A pair of Paris designers creates artworks with hamburgers
Furious, the studio of Paris designers Quentin and Thomas, is frantically busy at lunch hour: the guys are designing the burger of the day and getting ready to take an artistic photo before biting into their lunch.
“We were tired of eating the usual sandwiches available in the area.” And how could we blame them? When you’re young and hungry for something new, how can you settle for the usual ham or tuna sandwich? “We work together, and we’re lucky enough to have a cooking element in our office. We soon got into the habit of making our own hamburgers for lunch: an hour and a half to come up with a concept, get the ingredients, cook it, take a photograph of our recipe of the day and then, of course, eat it!” .
This need to add an element of novelty to the daily routine led to the Fat and Furious Project: an ingenious project which was implemented without a hitch to give the hamburger a new look, reinventing a simple dish every day, experimenting with a great variety of different forms without being afraid to go overboard. Science, pop culture, film, art, history: anything can provide inspiration for the pair of French designers, who never cease to experiment, even with ingredients.
Aesthetically perfectly designed, Fat and Furious Burgers are tasty too, for the designers are sure to take into consideration not only the way they look but the way they taste. “Sometimes a product may attract us because of its taste, other times because of the way it looks. In any case, we’re not interested in recreating the established recipes: what we want to do is experiment with new combinations of ingredients and new ways of cooking. This can lead to some major culinary surprises, and sometimes to some real disasters!” But after all, that’s what makes it so much fun!
The UFO Burger, containing breaded chicken breast, purple cabbage, Tobiko (flying fish eggs) with wasabi, wakame seaweed and Papadum (a crunchy wafer used in Indian cooking) hovers over a distant planet; a make-up set from a woman’s purse becomes the IT Girl Burger, featuring steamed lobster, Shiso (Chinese basil), shiitake mushrooms, white wine sauce, thyme and mixed leaf salad; the bun is covered with gold leaf and caviar, filet of gilthead bream and quail eggs in homage to James Bond: my name is Bun, James Bun. One of the best photos is a homage to Neil Armstrong, the first man on the moon, which is Thomas and Quentin’s favourite experiment: in the photo, the astronaut walks on a moon burger, with cheese, pears and endive, covered with powdered coconut to give it a white surface and a galaxy of sesame seeds behind it. “For the first time we created something that looks nothing like a burger, but it’s still our favourite photo. Pity it didn’t taste so great!”
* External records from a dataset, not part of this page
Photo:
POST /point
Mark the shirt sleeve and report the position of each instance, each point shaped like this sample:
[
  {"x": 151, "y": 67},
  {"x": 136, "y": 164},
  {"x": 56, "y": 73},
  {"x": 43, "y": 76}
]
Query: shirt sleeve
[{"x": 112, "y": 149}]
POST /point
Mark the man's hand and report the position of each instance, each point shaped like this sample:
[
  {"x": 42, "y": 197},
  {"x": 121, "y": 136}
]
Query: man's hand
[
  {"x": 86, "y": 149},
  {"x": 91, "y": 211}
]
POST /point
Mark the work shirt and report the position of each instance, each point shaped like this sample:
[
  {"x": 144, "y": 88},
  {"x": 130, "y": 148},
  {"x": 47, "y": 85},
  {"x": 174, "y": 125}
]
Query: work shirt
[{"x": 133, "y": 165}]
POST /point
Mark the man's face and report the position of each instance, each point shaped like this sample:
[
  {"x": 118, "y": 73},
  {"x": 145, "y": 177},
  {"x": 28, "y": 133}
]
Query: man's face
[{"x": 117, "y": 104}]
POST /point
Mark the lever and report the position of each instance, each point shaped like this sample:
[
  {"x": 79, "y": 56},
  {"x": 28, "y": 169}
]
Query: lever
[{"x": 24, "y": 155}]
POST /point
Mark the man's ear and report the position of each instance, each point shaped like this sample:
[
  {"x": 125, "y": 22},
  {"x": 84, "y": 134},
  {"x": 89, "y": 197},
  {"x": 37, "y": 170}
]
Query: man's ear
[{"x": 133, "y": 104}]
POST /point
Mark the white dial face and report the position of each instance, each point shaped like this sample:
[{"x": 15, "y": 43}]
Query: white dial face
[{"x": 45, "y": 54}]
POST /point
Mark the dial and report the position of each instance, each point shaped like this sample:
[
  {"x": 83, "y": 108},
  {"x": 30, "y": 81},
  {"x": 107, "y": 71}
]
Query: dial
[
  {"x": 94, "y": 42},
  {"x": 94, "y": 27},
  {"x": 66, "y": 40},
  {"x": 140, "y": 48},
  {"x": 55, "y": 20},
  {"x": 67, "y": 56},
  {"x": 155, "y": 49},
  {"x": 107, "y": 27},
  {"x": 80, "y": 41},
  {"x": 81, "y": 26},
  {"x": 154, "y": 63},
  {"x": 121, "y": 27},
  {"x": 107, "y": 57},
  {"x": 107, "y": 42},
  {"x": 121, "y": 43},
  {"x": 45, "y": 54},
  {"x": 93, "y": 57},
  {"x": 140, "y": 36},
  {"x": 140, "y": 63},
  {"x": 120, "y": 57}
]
But Thomas and Quentin can’t be all that bad in the kitchen: their irreverent but well-presented project soon became a book, “Fat & Furious Burger”, published in 2014 and containing 60 recipes for intrepid spirits (and stomachs).
Not just ordinary photos of food to be shared on the social networks, these are real burgers we can make ourselves at home. To prove once again that form is as important as content!